Das würde für Familie Fuchs nach heutiger Gesetzeslage bedeuten, dass sie für ihren Strom lediglich 11 cent/kWh bekommen würde, das ist die aktuell auf 20 Jahre garantierte Einspeisevergütung. Damit würde sich ihre PV-Anlage nicht mehr finanziell rentieren. Familie Fuchs müsste die Anlage mit Verlusten betreiben. Dazu kommt, dass sich Familie Fuchs um die Umsatzsteuer, die Einkommensteuer, die EEG-Umlage und die Stromsteuer zu kümmern hat sowie um die Meldung der PV-Anlage bei verschiedenen Stellen.

Das Fazit: Familie Fuchs hat aus den oben geschilderten Gründen von ihrem Vorhaben abgesehen, ökologischen Strom auf ihrem Hausdach zu produzieren. Zu groß sind die Hürden, die der Gesetzgeber derzeit aufgestellt hat.

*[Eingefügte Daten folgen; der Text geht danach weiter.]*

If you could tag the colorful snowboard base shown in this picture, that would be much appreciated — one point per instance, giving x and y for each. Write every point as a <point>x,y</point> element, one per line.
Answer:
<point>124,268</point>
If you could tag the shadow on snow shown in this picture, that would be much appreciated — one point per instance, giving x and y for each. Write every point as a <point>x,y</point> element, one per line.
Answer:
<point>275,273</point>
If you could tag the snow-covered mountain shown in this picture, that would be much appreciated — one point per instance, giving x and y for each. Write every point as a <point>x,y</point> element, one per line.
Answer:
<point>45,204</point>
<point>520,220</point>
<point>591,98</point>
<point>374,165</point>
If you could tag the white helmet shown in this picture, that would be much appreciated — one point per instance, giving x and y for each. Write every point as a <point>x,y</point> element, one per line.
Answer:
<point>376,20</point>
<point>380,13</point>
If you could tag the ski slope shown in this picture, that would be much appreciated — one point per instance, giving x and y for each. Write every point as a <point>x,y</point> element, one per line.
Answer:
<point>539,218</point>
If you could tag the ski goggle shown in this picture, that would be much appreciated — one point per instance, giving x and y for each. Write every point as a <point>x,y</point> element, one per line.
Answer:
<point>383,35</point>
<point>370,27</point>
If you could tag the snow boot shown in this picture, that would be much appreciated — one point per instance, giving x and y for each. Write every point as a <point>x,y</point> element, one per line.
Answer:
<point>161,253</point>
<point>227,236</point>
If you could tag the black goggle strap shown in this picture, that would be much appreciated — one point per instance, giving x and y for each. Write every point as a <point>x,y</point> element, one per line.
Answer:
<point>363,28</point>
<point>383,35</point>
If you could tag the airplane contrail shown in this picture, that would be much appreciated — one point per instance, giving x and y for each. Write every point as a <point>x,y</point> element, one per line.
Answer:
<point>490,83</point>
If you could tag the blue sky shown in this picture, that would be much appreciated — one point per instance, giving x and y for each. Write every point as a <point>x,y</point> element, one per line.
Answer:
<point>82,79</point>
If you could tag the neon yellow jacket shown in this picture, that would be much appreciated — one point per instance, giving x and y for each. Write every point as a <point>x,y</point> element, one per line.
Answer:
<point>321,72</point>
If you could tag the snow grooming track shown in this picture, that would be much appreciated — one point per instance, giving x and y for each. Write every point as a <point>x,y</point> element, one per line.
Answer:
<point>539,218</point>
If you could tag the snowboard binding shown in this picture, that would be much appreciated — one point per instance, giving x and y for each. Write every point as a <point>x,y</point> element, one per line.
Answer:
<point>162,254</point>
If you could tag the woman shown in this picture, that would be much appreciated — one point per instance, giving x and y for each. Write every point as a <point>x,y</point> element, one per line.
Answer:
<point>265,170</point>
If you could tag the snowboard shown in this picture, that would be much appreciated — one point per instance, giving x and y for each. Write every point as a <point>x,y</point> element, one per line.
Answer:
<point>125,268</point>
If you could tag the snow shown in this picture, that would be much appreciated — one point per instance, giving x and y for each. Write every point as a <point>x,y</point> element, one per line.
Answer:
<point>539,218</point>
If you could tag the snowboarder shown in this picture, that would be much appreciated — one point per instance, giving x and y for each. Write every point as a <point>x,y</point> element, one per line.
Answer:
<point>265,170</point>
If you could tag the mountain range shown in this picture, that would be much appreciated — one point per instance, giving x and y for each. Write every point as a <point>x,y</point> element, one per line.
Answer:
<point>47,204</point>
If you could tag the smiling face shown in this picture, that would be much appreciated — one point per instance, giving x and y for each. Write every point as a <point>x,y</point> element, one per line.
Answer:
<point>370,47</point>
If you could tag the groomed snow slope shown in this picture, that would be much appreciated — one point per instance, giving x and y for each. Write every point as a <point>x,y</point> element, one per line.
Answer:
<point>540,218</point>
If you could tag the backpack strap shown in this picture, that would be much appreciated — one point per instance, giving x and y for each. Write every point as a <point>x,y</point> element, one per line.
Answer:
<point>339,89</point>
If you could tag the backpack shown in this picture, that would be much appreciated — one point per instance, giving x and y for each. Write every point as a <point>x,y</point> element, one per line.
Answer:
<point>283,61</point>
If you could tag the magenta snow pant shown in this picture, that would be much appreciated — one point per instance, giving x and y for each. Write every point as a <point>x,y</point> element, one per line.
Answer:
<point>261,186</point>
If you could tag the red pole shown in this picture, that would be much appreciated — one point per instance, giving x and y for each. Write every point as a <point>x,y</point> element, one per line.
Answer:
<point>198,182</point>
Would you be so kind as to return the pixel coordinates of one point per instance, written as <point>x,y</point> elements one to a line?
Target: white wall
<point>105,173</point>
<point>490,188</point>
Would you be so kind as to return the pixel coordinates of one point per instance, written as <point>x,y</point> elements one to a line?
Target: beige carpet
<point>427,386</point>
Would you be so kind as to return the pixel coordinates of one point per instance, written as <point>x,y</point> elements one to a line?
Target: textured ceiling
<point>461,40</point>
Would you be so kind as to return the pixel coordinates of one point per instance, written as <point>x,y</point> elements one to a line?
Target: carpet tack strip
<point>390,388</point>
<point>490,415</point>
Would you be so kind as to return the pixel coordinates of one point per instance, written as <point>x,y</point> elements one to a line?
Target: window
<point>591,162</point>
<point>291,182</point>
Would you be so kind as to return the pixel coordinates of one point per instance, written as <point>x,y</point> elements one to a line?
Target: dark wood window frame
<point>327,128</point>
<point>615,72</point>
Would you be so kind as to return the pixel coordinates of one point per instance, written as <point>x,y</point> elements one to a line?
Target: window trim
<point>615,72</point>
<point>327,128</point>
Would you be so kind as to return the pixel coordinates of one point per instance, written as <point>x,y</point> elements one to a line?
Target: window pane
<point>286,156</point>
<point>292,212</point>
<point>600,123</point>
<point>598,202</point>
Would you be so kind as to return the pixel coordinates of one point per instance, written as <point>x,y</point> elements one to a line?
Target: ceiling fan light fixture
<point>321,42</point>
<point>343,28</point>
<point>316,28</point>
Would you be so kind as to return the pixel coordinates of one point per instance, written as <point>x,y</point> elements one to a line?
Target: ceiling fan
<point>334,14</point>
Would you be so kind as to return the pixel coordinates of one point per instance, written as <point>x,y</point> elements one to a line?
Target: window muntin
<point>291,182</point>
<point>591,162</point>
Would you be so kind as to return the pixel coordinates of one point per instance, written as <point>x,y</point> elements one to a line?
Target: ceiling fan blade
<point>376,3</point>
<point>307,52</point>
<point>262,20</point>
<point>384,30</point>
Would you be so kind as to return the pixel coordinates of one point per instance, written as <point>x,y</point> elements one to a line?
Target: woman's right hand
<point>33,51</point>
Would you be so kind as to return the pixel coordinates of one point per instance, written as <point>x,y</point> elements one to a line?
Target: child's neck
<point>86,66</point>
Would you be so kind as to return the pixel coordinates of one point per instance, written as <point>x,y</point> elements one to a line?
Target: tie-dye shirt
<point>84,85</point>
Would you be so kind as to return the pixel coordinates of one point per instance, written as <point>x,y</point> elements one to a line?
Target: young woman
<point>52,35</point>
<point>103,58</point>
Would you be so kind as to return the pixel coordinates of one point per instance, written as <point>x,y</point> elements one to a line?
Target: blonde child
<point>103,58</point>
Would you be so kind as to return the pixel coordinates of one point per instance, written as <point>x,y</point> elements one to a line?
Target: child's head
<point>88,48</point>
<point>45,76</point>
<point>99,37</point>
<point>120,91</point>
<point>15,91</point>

In der Vergangenheit haben die meisten umweltbewussten Bürger aus Frust vor den bürokratischen Hürden vom Mieterstrom abgesehen. Um genau diesen Frust abzubauen und auf diesem Gebiet die Energiewende zu beflügeln und den Mieterstrom zum Durchbruch zu verhelfen, will das Deutsche Energieberater-Netzwerk einen Maßnahmenkatalog erarbeiten.